The data listed in this section are usually needed to prepare documents. While it seems elementary, some credit professionals report it missing from their files. It includes:

• The identity of the debtor, including its correct name, form of business, and whether it is one entity or multiple entities
• Locations of the debtor
• Locations of the debtor’s assets
• Value of collateral
• Form of debt (invoices, statements of accounts, promissory notes)

Creditor Documents

“A credit application,” says Bill Creim, one of the firm’s partners,“is the one document the debtor signs, so include all areas where difficulties are likely to arise.” He recommends including terms, conditions, and whether interest may be charged on late payments. He delineates the items that should be included in the file as follows:

• Credit applications, security agreements, dealer agreements or distributor agreements, sales contracts, guarantees, and other written correspondence showing

• Interest
• Attorney fees and collection costs
• Acceleration
• Debtor’s books and records
• Jurisdiction and venue clauses
• Arbitration clauses

• Financial information including

• D&B, Experian, or other credit reports
• Audited financial statements
• Unaudited financial statements

• Unmarked original documents and letters contained in credit manager’s and salesperson’s files
• Invoices and statements of account. Creim warns credit professionals to beware of usury problems, collection costs, and payment terms.

Other Sources of Information

In addition to the details listed above, miscellaneous intelligence—such as information from banks, other creditors, or competitors—should be included.
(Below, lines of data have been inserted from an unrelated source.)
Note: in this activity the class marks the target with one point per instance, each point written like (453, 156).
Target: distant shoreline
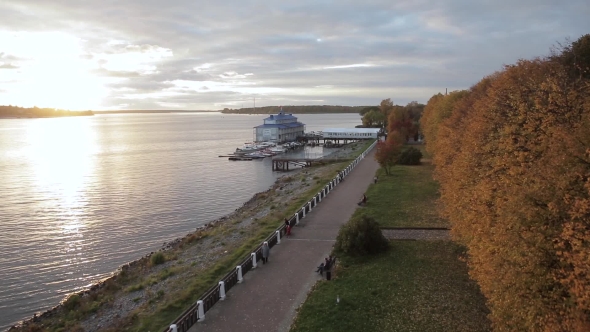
(42, 117)
(151, 111)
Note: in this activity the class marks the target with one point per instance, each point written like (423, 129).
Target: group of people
(328, 263)
(326, 266)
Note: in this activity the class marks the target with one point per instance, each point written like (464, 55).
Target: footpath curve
(270, 294)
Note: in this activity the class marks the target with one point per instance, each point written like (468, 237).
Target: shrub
(410, 156)
(361, 236)
(72, 302)
(157, 258)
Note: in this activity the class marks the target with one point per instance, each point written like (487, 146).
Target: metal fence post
(240, 276)
(222, 290)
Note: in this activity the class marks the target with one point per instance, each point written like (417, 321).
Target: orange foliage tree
(388, 151)
(512, 156)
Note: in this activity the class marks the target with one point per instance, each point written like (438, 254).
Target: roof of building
(282, 125)
(281, 116)
(351, 130)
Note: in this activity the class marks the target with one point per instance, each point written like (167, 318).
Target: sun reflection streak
(62, 153)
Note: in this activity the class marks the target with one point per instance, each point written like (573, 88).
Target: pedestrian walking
(265, 252)
(363, 201)
(287, 227)
(328, 268)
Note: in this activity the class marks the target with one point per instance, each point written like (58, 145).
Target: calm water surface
(81, 196)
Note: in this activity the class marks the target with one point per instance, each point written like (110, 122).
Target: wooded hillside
(512, 155)
(296, 109)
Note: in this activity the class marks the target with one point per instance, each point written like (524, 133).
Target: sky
(210, 55)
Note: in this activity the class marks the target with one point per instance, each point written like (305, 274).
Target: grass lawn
(415, 286)
(405, 198)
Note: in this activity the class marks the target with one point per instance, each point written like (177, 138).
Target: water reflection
(61, 154)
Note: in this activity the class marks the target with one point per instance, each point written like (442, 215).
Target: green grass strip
(415, 286)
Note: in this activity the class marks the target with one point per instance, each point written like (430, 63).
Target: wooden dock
(282, 164)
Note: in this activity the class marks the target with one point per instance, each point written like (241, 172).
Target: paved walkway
(270, 294)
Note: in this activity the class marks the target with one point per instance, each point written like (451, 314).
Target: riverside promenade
(270, 294)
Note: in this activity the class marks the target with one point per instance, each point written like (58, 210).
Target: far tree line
(295, 109)
(512, 156)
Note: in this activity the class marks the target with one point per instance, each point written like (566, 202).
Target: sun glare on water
(62, 151)
(52, 70)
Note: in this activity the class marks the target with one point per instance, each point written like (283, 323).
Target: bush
(410, 156)
(157, 258)
(361, 237)
(72, 302)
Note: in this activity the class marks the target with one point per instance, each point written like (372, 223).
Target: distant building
(279, 128)
(350, 133)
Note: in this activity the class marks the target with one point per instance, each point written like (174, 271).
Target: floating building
(279, 128)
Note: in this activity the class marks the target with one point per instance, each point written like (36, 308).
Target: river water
(81, 196)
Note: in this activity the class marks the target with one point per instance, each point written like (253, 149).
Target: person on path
(265, 253)
(328, 268)
(363, 201)
(287, 227)
(320, 269)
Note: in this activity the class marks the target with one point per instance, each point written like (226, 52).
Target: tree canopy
(512, 155)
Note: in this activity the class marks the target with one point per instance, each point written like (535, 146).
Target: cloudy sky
(208, 55)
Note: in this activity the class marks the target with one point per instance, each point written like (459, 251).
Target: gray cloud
(306, 52)
(8, 66)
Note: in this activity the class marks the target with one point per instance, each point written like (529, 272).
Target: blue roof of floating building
(281, 116)
(281, 125)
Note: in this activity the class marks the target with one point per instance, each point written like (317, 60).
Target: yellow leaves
(513, 159)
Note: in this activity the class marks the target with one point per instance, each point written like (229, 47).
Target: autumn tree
(373, 118)
(400, 121)
(512, 156)
(388, 151)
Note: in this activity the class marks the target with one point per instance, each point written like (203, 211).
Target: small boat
(255, 155)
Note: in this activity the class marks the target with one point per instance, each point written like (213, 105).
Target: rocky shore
(146, 286)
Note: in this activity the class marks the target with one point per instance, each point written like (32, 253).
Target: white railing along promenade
(196, 312)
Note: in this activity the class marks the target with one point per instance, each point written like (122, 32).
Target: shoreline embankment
(129, 288)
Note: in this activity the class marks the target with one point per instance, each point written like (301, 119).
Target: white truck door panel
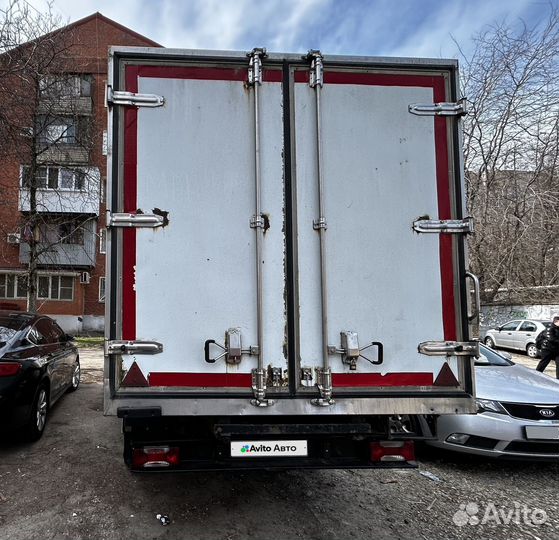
(384, 279)
(195, 278)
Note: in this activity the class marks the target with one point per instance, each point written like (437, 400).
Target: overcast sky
(364, 27)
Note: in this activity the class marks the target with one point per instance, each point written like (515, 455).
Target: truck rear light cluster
(392, 451)
(155, 456)
(8, 369)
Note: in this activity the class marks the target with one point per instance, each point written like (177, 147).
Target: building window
(103, 241)
(101, 289)
(63, 232)
(57, 130)
(13, 286)
(55, 288)
(55, 178)
(59, 86)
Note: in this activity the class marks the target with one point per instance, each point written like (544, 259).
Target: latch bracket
(133, 347)
(150, 221)
(458, 108)
(351, 351)
(448, 226)
(120, 97)
(232, 350)
(449, 348)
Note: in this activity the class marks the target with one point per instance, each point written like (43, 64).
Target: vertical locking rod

Creim warns credit professionals that they must make sure that nothing in the file could be misconstrued as slander or interference with normal business relationships. Credit professionals must also omit anything that might show antitrust violations.

Much of the material kept in the credit files needs to be updated regularly. New financial reports and sales contracts should routinely be included in the credit files. Similarly, new credit reports should be pulled periodically to make sure your customer’s financial standing is as good as (or better than) it was when the account was first opened. In the current environment, which Creim describes as “we cheat our suppliers and pass the savings on to you,” it is imperative that credit professionals do everything to protect their companies against nonpayment.

Some companies actually have the information discussed above but cannot find it when it is needed. The importance of having all relevant documents in one place should not be underestimated.